Education Minister Peter Weir has clashed with the chairman of his department's scrutiny committee over academic selection.
The issue of unregulated tests used by selective grammar schools in Northern Ireland has come to the fore amid calls for the 2020 tests to be called off.
Earlier this week, the Archbishop of Armagh, Eamon Martin, said this year's tests should be cancelled, but Mr Weir said there was no "viable alternative".
The tests are set by private organisations AQE and PPTC, and are not regulated by the department.
Education committee chairman Chris Lyttle asked the minister if he believes children have "equal opportunity" to prepare for the tests while home schooling amid the lockdown.
"As best there can be," Mr Weir responded. "There will always be some levels of inequality in society. I have taken whatever action I can to try and create a level playing field as much as possible.
"Is everything absolutely equal? No, I don't think that is the case - unfortunately we don't live in that sort of ideal world.
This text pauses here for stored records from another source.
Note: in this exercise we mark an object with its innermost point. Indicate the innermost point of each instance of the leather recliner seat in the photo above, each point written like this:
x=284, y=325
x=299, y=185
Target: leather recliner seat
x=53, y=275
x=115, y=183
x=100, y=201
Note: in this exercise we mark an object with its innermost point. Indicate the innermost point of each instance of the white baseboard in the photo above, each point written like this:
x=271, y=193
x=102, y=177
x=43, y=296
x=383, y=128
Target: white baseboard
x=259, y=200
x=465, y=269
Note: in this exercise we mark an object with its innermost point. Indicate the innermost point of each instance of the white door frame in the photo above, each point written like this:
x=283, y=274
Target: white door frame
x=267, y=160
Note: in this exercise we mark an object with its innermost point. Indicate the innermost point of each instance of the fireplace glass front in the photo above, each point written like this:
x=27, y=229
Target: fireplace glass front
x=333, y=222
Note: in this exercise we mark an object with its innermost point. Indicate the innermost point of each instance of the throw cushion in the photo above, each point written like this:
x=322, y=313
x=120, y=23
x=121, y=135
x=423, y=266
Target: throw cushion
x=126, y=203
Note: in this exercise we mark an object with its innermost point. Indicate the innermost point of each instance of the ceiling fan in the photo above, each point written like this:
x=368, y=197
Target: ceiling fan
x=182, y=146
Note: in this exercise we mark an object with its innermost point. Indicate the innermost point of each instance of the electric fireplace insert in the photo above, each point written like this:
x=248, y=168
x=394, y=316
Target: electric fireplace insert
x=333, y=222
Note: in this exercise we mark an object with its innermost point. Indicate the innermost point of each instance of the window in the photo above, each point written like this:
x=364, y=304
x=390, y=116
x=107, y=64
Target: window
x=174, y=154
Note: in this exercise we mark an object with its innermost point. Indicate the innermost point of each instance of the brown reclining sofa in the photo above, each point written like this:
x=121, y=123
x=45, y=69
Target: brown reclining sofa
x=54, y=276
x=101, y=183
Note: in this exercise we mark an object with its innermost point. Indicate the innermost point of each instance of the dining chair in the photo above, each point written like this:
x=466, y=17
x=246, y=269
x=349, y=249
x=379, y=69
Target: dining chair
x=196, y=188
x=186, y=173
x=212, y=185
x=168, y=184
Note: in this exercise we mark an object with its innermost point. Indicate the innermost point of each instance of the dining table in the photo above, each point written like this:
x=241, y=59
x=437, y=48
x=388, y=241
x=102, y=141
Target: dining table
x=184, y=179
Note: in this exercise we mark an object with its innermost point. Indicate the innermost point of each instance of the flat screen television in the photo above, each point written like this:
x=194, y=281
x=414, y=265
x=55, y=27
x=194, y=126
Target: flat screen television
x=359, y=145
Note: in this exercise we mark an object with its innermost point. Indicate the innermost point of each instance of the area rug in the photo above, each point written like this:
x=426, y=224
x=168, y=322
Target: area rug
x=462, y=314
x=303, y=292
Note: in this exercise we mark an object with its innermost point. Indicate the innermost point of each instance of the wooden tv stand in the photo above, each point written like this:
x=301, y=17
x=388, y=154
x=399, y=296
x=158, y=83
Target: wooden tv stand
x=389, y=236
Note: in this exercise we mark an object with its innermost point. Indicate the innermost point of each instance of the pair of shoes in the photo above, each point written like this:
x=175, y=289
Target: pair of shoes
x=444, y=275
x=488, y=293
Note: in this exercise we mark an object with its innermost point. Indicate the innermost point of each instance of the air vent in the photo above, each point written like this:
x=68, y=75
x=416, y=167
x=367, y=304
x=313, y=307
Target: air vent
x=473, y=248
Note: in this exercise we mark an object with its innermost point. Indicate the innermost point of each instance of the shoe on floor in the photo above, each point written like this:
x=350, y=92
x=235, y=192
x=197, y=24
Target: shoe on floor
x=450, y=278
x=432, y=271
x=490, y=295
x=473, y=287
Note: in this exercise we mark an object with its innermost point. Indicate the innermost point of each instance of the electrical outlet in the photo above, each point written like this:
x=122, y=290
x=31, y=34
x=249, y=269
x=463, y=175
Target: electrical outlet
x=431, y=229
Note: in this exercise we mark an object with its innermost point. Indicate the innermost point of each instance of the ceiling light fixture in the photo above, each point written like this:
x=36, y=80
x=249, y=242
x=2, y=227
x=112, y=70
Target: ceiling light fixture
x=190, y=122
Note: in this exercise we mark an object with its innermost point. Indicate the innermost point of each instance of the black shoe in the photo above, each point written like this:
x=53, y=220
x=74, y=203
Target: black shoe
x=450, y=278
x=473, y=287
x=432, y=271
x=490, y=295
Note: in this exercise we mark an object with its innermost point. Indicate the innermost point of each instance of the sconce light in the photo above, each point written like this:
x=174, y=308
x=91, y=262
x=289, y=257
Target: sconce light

All we can do is try to take steps to make that level of equalisation as much as possible."
Mr Lyttle hit back: "I'm sorry minister, you can't equate routine inequality with months of lockdown due to a global health emergency."
Earlier, the committee agreed to write to selective grammar schools to ask whether they have any contingency arrangements should transfer tests not take place later this year.
Mr Lyttle asked Mr Weir whether he was aware of any plan. Mr Weir said that would be an issue for selective schools, but cautioned there is not a "level of robust data" otherwise. Mr Weir added: "It is also the case that if you are going to assess someone, a test is the best way of doing it. Clearly if academic selection isn't used, there still then needs to be some suggestion about how oversubscribed schools would actually determine which pupils get in and which don't."